Atatürk büstünün bulunduğu ve "Bu cadde Türk halkının büyük oğlu Atatürk'ün adını taşır" levhasının yer aldığı Atatürk Caddesinden geçip ,Ağrar Devlet Üniversitesi Müzesine geldik.
Önceleri ,askeri maksatla kullanılan bu bina, 1914 yılında Rus Meclisi ,daha sonradan ise Azerbaycan Halk Cumhuriyeti Parlamento binası olarak kullanılmış.
İçeride hoş bir ahşap kokusu hakimdi ve her şey orijinal haliyle muhafaza edilmişti.
Dadaş Bunyadzade isimli ilk rektörün duvardaki resmi ,bizim dadaşları mest etti, hele "Çırpınırdı Karadeniz" marşının yazarı Ahmet Cevat'ın resmini görünce bayağı heyecanlandık.Nizami Genceli'nin hatıra salonu muhteşemdi. Duvardaki alçı üzerindeki işlemeler göz kamaştırıyordu ve hamse (beşlik) yazarı Nizaminin eserlerinden örnekler yansıtıyor
Bu odadan sonra, Türk-Azeri dostluk odasına geçtik, İslam Kafkas ordusu komutanı Nuri Paşanın makam odası ve duvardaki resmi hepimizi gururlandırdı
Nuri Paşa, Azeriler tarafından çok seviliyor ve kendisine saygı duyuluyor.
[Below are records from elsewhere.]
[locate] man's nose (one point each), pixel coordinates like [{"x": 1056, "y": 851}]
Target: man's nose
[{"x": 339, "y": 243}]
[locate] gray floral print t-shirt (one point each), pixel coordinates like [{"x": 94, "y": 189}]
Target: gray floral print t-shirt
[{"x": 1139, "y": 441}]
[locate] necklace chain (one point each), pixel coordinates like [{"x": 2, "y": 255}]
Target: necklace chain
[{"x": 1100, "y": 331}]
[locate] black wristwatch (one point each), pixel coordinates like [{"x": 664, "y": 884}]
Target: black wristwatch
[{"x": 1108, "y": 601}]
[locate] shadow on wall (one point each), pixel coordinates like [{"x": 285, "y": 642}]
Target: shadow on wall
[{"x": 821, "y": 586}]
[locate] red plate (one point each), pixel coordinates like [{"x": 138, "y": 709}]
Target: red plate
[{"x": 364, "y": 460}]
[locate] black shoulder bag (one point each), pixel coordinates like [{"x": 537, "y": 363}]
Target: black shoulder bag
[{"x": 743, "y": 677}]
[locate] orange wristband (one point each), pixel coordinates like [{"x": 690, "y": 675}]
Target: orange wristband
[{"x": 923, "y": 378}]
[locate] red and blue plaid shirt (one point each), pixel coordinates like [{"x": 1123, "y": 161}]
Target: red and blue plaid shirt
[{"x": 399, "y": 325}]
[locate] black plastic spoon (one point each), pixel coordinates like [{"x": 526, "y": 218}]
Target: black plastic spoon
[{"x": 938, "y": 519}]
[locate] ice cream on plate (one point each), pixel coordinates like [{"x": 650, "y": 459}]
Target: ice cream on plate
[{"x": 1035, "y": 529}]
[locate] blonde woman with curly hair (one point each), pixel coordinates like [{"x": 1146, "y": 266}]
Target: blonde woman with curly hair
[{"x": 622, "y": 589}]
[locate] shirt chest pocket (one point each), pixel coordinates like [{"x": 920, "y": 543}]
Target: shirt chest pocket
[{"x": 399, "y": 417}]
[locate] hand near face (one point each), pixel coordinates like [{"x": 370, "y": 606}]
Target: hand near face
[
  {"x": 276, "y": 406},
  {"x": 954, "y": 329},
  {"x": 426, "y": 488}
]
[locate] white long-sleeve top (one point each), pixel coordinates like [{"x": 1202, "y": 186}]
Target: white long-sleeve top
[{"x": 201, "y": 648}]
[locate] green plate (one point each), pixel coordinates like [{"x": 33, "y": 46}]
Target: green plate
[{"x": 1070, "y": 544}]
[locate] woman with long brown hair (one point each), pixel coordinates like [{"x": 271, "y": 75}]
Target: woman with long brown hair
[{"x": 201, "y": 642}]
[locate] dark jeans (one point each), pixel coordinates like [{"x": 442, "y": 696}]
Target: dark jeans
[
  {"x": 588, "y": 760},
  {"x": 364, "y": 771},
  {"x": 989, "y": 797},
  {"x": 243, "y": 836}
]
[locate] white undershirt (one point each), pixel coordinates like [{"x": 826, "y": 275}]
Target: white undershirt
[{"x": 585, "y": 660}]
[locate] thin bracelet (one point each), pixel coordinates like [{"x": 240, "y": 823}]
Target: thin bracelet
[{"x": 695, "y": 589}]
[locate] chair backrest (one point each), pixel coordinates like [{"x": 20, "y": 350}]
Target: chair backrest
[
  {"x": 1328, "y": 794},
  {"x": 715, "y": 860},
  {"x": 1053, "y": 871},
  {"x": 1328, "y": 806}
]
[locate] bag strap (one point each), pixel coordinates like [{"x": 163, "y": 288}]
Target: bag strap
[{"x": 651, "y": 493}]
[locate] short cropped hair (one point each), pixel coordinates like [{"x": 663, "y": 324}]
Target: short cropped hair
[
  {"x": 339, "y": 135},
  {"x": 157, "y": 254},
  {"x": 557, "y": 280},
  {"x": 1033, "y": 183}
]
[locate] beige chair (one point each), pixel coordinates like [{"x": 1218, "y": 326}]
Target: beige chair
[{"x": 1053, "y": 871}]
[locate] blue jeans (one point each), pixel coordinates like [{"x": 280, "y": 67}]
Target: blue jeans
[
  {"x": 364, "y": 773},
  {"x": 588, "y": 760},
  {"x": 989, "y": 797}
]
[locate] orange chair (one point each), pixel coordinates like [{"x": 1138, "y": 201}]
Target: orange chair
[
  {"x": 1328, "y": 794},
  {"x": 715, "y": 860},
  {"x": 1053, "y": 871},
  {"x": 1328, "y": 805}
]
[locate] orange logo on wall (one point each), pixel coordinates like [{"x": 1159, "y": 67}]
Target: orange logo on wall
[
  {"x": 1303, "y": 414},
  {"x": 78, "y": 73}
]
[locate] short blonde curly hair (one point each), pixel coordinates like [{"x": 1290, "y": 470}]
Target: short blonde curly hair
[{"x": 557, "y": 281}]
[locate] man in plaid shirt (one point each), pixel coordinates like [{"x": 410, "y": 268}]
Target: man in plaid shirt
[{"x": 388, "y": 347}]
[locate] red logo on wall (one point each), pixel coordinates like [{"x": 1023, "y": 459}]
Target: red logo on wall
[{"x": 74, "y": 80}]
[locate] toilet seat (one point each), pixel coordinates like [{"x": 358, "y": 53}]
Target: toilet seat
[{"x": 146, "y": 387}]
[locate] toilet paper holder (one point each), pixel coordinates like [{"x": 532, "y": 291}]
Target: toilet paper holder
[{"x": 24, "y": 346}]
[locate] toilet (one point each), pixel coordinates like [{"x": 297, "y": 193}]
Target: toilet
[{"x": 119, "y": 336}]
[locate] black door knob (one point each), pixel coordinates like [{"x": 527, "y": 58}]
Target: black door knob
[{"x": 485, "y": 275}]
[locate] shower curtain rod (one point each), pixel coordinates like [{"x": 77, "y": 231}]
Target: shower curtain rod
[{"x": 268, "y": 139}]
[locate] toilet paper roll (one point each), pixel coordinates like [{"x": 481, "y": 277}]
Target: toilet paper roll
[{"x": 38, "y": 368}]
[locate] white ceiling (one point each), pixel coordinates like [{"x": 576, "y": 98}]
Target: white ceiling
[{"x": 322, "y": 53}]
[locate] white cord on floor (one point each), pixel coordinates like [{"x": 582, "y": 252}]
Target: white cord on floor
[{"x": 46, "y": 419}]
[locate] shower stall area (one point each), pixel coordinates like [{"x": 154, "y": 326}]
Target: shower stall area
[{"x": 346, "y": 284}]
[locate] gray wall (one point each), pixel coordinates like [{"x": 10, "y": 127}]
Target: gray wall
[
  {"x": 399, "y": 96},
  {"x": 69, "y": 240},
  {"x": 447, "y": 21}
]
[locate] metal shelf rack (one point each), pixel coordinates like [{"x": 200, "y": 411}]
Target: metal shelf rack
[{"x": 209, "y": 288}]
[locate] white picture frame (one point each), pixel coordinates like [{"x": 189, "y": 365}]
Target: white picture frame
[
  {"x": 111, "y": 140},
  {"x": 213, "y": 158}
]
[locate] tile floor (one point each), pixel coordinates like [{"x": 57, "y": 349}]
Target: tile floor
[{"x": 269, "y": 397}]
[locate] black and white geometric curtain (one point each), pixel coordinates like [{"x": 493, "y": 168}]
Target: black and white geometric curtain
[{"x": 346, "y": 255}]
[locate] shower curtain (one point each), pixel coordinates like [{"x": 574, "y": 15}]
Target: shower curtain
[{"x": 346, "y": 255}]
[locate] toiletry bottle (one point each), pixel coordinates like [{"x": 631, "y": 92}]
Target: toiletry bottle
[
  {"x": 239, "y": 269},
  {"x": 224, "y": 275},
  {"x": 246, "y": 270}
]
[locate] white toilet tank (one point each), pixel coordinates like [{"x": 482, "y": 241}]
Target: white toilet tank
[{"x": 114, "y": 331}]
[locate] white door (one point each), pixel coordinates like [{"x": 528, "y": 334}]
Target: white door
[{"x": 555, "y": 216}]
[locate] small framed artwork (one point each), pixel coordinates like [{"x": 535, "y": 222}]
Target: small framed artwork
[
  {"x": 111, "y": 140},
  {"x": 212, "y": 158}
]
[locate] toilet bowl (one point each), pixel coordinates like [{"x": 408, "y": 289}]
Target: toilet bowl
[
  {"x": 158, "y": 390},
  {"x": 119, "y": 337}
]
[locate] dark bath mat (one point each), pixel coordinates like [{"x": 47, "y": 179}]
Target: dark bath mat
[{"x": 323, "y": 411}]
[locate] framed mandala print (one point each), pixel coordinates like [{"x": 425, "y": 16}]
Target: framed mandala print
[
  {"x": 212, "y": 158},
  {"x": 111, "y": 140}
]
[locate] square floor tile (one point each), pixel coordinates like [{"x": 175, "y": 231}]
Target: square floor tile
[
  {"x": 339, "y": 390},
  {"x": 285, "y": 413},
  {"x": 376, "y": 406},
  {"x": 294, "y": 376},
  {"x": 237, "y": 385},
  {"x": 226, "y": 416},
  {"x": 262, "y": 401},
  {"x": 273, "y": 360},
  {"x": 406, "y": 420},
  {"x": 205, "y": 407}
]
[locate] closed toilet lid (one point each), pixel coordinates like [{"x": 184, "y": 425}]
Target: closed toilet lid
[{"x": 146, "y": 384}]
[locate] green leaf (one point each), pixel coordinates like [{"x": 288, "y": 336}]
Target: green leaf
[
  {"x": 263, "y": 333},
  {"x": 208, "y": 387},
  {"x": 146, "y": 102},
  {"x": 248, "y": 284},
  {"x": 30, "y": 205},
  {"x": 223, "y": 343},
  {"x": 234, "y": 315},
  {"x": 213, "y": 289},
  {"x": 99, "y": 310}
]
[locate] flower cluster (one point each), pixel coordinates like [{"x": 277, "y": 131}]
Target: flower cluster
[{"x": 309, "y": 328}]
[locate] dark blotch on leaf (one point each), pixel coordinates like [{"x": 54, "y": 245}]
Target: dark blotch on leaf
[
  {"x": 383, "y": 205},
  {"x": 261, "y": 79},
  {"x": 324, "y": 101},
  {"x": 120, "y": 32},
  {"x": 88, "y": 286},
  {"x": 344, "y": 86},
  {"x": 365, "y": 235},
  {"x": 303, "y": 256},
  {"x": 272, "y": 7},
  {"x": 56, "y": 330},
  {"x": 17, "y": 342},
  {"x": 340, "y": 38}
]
Nuri Paşanın çalışma masasının üzerindeki "Kardaş Kömeği" isimli kitap, çok anlamlıydı.
Buradaki kütüphaneyi gezerken bulduğum "Baytar'ın el kitabı" isimli eseri, ekibimizdeki Prof Dr.Yavuz Sağlam hocaya gösterip espri yaptım.
Gurup adına şahsıma verilen hatıra defterini yazma görevini ifa ettikten sonra, arkamızda güzel hatıralar bırakarak, bu müzeden ayrıldık. Trafikte 25 AC 273 plakalı bir aracı görünce, bu durumu Gence ile Erzurum'un kardeş şehir olacağının işareti olarak yorumladık.
Azerbaycan da caddeye "Prospekti" deniliyor.aracı park etmek içinde "Maşini sakla" tabirini kullanıyorlar.
Şehir içinde bir müddet yol aldıktan sonra yemek yiyeceğimiz lokantaya geldik.
Gence de bizi karşılayan protokol ve konsolosumuzla birlikte yemeğe oturduk.
Gence yeşilliği ile meşhurmuş, bu yüzden dolayı her gün 20 ton yeşillik Rusya'ya gönderiliyormuş.
Masalarımızda yer alan yeşilliklerden tadınca, gerçekten bu meşhurluğa bizde hak verdik.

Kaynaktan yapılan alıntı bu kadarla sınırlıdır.